D) Both (1) and (2).

And now for the answer to our May 13, 2020 TechNet Puzzle

(It is in “Invisotext” and will be visible if you highlight the area below!)

If you take a look at the schematic, you will see a current detecting galvanometer with a number of different resistors that can be switched into series with the galvanometer. They are termed multiplier resistors, and this is another example of a voltmeter that we have been discussing in earlier puzzles.

There is ONE additional feature to this voltmeter, and that is the four diodes being included. If you have seen schematics of power supplies, you might recognize these diodes arranged to be a full wave bridge rectifier.

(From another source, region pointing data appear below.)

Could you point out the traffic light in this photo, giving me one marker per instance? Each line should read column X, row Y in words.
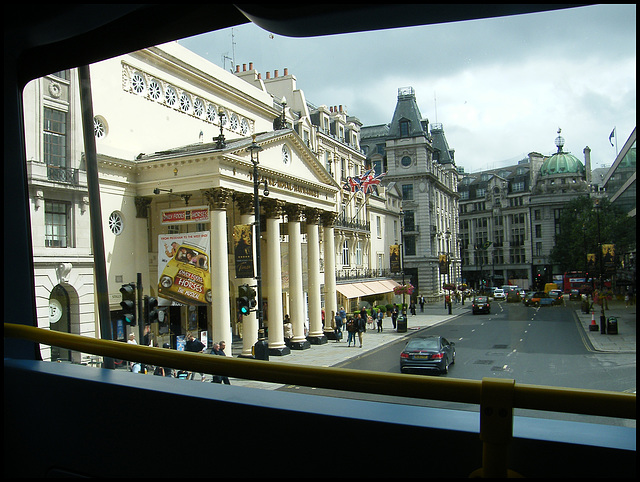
column 252, row 298
column 244, row 299
column 128, row 303
column 151, row 309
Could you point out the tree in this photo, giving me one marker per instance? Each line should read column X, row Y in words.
column 578, row 227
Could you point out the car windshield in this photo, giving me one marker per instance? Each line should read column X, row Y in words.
column 421, row 344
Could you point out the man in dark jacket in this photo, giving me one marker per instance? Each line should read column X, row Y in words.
column 194, row 346
column 361, row 326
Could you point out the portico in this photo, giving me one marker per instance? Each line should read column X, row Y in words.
column 301, row 199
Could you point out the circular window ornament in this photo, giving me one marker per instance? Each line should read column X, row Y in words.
column 185, row 102
column 99, row 128
column 211, row 113
column 234, row 122
column 286, row 156
column 155, row 91
column 198, row 107
column 137, row 83
column 116, row 223
column 170, row 96
column 55, row 310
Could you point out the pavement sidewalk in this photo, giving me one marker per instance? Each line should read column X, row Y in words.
column 333, row 353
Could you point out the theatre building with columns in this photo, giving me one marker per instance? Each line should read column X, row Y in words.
column 177, row 141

A full wave bridge rectifier uses four individual rectifying diodes, connected in a closed loop, or a “bridge” configuration, to produce current always going in the same direction, even though the original current’s direction is alternating back and forth with each cycle. Without the full rectifier bridge your voltmeter would be useful to measure a DC, direct current voltage potential, but an alternating voltage potential, faster than the galvanometer’s meter inertia would cause the meter to read ZERO volts, even as the galvanometer overheated, by allowing too much alternating current to melt its coiled wire!

By adding the full bridge rectifier, your voltmeter supplies AC voltage in only one direction and you can measure your AC voltage.

Since the full wave bridge rectifier also passes the DC voltage to the same points in the galvanometer, you can still use it to measure your DC voltages.

So, the correct answer is ‘D’ – Both (1) and (2).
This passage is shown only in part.